I'm trying to convert an image file to text using tess4j maven dependency.
Dependency in pom.xml:-
我正在尝试使用tess4j maven依赖项将一个图像文件转换为文本。在pom . xml中依赖:-
<!-- OCR dependency -->
<dependency>
<groupId>net.sourceforge.tess4j</groupId>
<artifactId>tess4j</artifactId>
<version>3.4.0</version>
<exclusions>
<exclusion>
<groupId>net.java.dev.jna</groupId>
<artifactId>jna</artifactId>
</exclusion>
<exclusion>
<groupId>net.sourceforge.lept4j</groupId>
<artifactId>lept4j</artifactId>
</exclusion>
</exclusions>
</dependency>
<dependency>
<groupId>net.java.dev.jna</groupId>
<artifactId>jna</artifactId>
<version>4.4.0</version>
</dependency>
<dependency>
<groupId>net.sourceforge.lept4j</groupId>
<artifactId>lept4j</artifactId>
<version>1.5.0</version>
</dependency>
My code:-
我的代码:
public String convertImageToText(String imageFilePath) throws TesseractException {
File imageFile = new File("imageFilePath");
ITesseract iTesseract = new Tesseract();
ImageIO.scanForPlugins();
String result = iTesseract.doOCR(imageFile);
System.out.println("Converted text is: "+result);
return result;
}
However, when I try executing my program, I always encounter below exception:
然而,当我尝试执行我的程序时,我总是遇到以下的例外:
Exception in thread "main" net.sourceforge.tess4j.TesseractException: java.lang.RuntimeException: Unsupported image format. May need to install JAI Image I/O package.
https://java.net/projects/jai-imageio/
at net.sourceforge.tess4j.Tesseract.doOCR(Tesseract.java:215)
at utilities.HelperMethods.convertImageToText(HelperMethods.java:218)
at net.sourceforge.tess4j.util.ImageIOHelper.getIIOImageList(ImageIOHelper.java:408)
at utilities.HelperMethods.main(HelperMethods.java:250)
at net.sourceforge.tess4j.Tesseract.doOCR(Tesseract.java:212)

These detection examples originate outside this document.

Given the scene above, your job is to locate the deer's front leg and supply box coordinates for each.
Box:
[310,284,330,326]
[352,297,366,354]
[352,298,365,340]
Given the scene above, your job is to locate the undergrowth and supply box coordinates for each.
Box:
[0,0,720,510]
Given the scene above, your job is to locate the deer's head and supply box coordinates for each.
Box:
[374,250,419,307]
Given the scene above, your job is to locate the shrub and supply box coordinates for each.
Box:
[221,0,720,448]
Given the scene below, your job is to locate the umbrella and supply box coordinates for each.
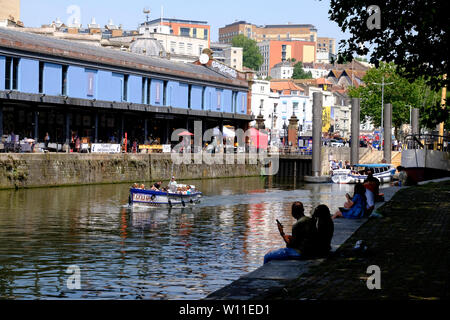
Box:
[178,131,194,136]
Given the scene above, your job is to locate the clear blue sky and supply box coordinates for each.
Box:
[21,0,347,44]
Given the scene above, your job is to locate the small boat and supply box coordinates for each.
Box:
[128,184,202,208]
[331,163,396,184]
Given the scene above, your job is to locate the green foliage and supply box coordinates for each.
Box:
[292,61,312,79]
[231,34,263,70]
[328,0,450,92]
[349,63,448,129]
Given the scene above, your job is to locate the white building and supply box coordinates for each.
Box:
[270,61,294,79]
[210,42,244,71]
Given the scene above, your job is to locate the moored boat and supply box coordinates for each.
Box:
[128,184,202,208]
[331,163,396,184]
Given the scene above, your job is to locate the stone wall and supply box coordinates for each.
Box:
[0,153,261,189]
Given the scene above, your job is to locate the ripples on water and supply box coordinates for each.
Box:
[0,178,351,299]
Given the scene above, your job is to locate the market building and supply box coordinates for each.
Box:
[0,29,252,150]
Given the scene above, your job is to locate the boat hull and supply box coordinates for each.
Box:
[331,167,396,184]
[128,188,202,208]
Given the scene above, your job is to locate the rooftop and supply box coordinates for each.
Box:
[0,28,248,87]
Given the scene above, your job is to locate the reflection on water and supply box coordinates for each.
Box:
[0,177,352,299]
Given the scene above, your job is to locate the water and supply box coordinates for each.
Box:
[0,177,352,299]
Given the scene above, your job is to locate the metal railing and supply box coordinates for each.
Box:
[403,134,450,152]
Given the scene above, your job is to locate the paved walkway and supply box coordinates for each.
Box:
[206,179,450,300]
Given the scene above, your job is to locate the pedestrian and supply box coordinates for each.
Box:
[332,183,367,219]
[44,132,50,149]
[264,201,317,264]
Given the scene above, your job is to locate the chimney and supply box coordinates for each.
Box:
[88,18,102,34]
[67,18,81,34]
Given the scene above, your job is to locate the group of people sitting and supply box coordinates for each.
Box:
[332,169,382,219]
[264,201,334,264]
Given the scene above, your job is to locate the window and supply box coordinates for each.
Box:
[5,57,12,90]
[217,90,222,110]
[188,84,192,109]
[163,81,168,106]
[141,78,147,104]
[155,82,161,103]
[39,61,44,93]
[178,42,184,54]
[202,87,206,110]
[5,57,20,90]
[147,78,152,104]
[61,66,69,96]
[122,74,129,101]
[180,28,191,37]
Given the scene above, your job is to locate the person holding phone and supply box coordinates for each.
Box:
[264,201,317,264]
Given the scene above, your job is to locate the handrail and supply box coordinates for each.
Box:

at net.sourceforge.tess4j.Tesseract.doOCR(Tesseract.java:196)
Caused by: java.lang.RuntimeException: Unsupported image format. May need to install JAI Image I/O package.
https://java.net/projects/jai-imageio/
at utilities.HelperMethods.convertImageToText(HelperMethods.java:218)
at net.sourceforge.tess4j.util.ImageIOHelper.getIIOImageList(ImageIOHelper.java:408)
at utilities.HelperMethods.main(HelperMethods.java:250)
at net.sourceforge.tess4j.Tesseract.doOCR(Tesseract.java:212)
All required dependencies like jai, lept4j etc are present in my repository. Also I have tried all the solutions suggested on this forum but I'm unable to resolve this error.
Any help would be appreciated.
所有需要的依赖项,如jai、lept4j等都存在于我的存储库中。我也尝试了在这个论坛上提出的所有解决方案,但是我无法解决这个错误。如有任何帮助,我们将不胜感激。
Thanks
Update: Attaching the file here - Jpg file
感谢更新:在这里附加文件- Jpg文件。
1 个解决方案
#1
0
It cannot determine an appropriate ImageReader for the given file format. So it's probably 1) the file format cannot be determined properly (weird file extension?) or 2) there is no image reader registered for the format you're trying use.
它不能为给定的文件格式确定合适的ImageReader。所以可能是1)文件格式不能被正确地确定(奇怪的文件扩展名?)或者2)没有为你正在使用的格式注册的图像读取器。
See ImageIO.getImageReaderByFormatName.
看到ImageIO.getImageReaderByFormatName。
#1
0
It cannot determine an appropriate ImageReader for the given file format. So it's probably 1) the file format cannot be determined properly (weird file extension?) or 2) there is no image reader registered for the format you're trying use.
它不能为给定的文件格式确定合适的ImageReader。所以可能是1)文件格式不能被正确地确定(奇怪的文件扩展名?)或者2)没有为你正在使用的格式注册的图像读取器。
See ImageIO.getImageReaderByFormatName.
看到ImageIO.getImageReaderByFormatName。